部屋を横切る女たち(東京都練馬区) | コワイハナシ47

部屋を横切る女たち(東京都練馬区)

練馬区のアパートに住んでいるM子さんの部屋には、女性の群れが現れて、壁から壁へ抜けていくのだという。

もともと、M子さんはこのアパートに引っ越してきた時から、ここはあまり良くないのではないかと思ったそうだ。友人たちはなにかこのアパートの色が変だという。アパートの色は黒くはないのだが、印象が黒いというのだ。

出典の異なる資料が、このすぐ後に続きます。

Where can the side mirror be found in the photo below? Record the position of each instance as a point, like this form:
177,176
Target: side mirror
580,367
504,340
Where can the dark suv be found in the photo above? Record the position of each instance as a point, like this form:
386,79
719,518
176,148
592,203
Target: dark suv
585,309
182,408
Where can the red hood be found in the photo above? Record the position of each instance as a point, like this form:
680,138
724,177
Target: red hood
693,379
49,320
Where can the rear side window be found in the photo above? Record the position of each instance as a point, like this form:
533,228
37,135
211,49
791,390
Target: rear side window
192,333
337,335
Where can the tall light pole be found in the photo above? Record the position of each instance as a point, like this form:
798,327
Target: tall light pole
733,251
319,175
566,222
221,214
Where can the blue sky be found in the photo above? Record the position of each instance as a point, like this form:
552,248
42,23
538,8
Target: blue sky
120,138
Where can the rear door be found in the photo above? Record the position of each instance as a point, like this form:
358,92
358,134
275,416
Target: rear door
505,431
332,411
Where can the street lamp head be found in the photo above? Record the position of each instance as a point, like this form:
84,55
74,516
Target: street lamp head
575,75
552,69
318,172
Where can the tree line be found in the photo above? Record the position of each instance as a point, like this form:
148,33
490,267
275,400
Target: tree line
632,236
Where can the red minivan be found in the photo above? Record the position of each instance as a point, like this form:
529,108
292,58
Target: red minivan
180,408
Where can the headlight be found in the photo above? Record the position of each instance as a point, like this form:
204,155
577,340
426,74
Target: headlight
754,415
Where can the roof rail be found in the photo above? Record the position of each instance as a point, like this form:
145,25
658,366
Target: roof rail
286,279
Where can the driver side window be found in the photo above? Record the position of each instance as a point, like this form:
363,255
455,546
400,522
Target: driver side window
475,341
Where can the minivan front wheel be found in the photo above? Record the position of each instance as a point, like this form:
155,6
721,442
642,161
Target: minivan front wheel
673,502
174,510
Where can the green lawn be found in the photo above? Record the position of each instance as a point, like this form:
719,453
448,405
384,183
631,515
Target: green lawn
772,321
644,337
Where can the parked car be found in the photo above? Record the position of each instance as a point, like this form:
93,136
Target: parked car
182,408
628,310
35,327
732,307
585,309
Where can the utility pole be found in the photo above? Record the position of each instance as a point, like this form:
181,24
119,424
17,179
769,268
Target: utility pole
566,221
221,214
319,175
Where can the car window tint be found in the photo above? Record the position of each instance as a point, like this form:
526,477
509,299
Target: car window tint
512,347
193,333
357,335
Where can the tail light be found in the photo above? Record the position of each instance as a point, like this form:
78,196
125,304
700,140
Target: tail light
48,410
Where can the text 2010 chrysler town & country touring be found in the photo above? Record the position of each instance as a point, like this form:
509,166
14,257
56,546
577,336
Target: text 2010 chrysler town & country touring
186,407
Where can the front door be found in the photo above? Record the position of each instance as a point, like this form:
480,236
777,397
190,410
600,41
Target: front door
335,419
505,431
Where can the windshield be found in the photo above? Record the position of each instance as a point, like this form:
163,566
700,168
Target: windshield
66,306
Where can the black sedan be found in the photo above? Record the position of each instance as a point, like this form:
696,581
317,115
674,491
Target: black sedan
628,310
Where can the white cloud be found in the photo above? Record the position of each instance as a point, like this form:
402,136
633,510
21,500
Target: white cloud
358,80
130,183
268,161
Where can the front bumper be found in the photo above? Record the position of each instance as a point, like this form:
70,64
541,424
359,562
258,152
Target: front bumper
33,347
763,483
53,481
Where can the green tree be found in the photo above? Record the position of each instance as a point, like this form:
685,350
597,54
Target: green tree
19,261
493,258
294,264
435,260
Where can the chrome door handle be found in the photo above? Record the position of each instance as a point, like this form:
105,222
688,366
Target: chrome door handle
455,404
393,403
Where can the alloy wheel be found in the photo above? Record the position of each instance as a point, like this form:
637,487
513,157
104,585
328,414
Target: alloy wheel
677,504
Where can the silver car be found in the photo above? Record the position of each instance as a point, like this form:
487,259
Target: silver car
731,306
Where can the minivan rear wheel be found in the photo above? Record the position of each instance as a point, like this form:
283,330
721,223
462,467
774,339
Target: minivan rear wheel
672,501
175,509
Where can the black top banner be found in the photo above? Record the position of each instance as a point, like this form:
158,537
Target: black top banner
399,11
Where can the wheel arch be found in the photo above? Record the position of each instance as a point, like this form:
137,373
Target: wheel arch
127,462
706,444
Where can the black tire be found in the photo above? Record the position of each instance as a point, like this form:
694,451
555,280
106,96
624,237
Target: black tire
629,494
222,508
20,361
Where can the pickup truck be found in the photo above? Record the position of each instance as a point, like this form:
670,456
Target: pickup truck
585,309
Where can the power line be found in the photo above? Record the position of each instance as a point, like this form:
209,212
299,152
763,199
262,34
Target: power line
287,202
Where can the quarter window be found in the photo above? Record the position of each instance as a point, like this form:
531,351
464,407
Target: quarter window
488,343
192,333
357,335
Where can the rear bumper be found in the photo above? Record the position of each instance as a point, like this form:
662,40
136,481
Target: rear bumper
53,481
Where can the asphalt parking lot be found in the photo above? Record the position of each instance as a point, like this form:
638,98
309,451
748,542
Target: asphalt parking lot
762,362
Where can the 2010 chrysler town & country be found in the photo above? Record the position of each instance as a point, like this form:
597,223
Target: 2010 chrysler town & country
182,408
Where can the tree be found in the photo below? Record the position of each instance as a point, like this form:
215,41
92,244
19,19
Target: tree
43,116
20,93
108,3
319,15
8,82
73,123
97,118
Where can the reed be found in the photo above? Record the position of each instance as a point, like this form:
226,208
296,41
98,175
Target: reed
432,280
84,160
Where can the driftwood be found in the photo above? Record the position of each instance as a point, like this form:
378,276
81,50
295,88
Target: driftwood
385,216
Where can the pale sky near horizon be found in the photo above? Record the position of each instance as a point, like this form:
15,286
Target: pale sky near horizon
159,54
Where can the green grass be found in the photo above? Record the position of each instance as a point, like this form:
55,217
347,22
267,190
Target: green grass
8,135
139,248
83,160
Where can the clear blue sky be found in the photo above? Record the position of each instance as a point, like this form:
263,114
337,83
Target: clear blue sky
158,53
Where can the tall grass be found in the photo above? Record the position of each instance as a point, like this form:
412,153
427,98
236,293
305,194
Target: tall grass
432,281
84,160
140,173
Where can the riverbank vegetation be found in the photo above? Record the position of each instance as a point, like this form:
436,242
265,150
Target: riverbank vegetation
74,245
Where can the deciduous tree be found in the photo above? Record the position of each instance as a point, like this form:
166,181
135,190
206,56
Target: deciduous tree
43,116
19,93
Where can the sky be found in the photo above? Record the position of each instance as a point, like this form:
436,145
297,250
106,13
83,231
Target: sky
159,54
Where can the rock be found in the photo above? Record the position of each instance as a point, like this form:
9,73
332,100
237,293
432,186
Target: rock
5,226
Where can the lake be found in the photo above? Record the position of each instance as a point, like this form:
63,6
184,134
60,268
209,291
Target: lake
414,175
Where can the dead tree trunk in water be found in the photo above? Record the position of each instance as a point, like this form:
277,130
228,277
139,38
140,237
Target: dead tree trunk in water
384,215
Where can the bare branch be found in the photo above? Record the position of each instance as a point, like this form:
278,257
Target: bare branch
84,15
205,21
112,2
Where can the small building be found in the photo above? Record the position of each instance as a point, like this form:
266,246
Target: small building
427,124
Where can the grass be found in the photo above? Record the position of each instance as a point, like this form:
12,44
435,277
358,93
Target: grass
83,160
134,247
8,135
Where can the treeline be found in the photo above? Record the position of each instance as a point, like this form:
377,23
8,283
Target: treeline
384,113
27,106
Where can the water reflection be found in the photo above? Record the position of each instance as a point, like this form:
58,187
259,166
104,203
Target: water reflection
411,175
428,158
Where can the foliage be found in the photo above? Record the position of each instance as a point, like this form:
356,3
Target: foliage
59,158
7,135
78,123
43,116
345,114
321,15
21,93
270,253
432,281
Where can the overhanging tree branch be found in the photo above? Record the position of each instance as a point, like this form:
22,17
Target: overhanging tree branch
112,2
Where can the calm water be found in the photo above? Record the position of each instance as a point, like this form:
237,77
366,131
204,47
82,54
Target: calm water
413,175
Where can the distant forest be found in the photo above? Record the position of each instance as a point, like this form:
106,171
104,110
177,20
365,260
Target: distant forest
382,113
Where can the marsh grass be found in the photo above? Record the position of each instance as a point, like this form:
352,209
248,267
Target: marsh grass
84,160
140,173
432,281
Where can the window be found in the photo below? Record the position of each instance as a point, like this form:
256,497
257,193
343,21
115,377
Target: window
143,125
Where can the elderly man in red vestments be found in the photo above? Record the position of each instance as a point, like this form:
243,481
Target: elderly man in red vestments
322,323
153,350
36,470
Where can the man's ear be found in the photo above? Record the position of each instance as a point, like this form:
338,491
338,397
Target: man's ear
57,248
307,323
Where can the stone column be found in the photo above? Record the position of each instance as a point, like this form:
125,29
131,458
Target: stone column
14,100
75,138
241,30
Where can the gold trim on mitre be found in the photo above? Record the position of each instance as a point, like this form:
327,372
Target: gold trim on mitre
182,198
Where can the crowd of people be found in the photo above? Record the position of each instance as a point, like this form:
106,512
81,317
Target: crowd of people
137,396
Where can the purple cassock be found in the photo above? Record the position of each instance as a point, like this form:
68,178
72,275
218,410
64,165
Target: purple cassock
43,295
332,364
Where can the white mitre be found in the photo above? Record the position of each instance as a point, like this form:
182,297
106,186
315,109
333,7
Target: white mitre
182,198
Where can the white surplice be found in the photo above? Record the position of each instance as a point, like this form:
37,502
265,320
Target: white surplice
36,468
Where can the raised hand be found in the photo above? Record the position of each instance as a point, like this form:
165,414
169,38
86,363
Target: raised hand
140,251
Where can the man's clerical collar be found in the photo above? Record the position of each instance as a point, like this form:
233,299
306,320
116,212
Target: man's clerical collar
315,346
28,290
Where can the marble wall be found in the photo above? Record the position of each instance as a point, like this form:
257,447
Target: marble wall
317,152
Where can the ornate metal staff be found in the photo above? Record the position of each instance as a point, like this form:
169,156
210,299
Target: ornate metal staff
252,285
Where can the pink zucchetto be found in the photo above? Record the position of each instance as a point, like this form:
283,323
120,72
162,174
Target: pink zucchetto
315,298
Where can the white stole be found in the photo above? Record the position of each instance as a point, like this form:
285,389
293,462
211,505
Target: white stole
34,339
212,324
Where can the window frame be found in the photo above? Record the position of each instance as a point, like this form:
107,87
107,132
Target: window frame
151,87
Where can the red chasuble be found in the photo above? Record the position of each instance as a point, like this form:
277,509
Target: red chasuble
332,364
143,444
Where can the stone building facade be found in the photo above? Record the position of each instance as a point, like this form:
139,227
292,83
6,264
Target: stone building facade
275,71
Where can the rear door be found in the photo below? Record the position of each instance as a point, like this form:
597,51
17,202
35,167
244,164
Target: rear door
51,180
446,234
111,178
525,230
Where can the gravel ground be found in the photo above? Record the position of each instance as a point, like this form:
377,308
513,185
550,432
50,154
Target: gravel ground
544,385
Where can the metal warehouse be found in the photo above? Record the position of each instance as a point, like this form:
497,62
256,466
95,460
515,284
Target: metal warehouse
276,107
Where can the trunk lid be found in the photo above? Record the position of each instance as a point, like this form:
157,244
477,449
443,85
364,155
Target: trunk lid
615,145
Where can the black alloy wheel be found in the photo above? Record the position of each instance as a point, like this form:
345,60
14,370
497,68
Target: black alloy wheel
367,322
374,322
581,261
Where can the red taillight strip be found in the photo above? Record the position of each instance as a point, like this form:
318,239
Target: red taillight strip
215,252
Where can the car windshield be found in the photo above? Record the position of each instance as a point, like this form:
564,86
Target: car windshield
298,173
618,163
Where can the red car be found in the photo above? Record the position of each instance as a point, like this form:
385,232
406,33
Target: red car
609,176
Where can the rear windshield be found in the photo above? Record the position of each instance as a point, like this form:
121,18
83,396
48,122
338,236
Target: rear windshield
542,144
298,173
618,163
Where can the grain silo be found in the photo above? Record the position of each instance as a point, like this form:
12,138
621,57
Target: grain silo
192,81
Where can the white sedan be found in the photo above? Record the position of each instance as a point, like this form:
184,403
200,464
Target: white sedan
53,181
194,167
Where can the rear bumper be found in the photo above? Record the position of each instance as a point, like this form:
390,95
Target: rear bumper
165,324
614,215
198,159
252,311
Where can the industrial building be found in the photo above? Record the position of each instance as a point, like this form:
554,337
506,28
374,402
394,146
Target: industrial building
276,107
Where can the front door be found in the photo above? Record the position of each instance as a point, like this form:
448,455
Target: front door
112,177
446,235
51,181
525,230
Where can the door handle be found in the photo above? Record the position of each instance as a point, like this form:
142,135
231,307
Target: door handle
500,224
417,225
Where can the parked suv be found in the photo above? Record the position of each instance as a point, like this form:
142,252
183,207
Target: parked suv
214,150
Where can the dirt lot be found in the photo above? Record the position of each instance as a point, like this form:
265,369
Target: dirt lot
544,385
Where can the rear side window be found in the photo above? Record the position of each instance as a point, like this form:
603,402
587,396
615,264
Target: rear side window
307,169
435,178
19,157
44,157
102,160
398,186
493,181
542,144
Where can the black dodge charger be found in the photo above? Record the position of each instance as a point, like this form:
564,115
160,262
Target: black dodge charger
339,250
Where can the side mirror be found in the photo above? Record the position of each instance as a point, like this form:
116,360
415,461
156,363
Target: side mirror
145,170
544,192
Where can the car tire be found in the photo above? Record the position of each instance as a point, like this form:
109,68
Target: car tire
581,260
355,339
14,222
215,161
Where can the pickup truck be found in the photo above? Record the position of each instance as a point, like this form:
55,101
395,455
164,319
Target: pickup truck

飼っていたカナリアが死んだり、このあたりには小動物が寄りついてこないような雰囲気がある。

そのアパートの中にある彼女の部屋に、〝出る〟のだ。

モンペに頭ず巾きん姿から、スマートなスラックス姿の女性まで、年代に統一性がまったくない。いろいろな世代から抜け出てきたような女性たちが部屋の壁から、ざっ、ざっと集団で歩いて現れ、部屋を斜めに横切り、また別の壁に消えていく。

その怪しげな女性たちの様子を見ていると、まっすぐ歩くもの、おしゃべりをしているもの、さまざまである。まるでここが、どこかへ行く通り道であるかのようだ。

出る時間は決まっていない。ただ、出る前に壁の向こう側からざわざわと話し声が聞こえてくる。そして、どっと壁から女性たちが現れて、部屋の隅を横切って、別の壁へ消えるのだ。その通り道だけは変わらない。

このあたりは神社が多く、もともとはあまり人の住んでいない土地であったようだ。また、今も人家がまばらである。人が住んではならない土地なのかもしれない。徒党を組んで歩いて来る女性たちにとっては、このあたりに建った人家がきっと邪魔なのだろう。

「この女性たちは、きっと私の部屋だけでなくて、その道に当たる場所にある家にも同じように現れて、歩いて、また壁かどこかに消えているのだと思う」

とM子さんは言う。

「このあたりで女性が死ぬたびにこの女性たちの数が増えていくような気もするわ」

その女性たちは今も彼女の部屋に出る。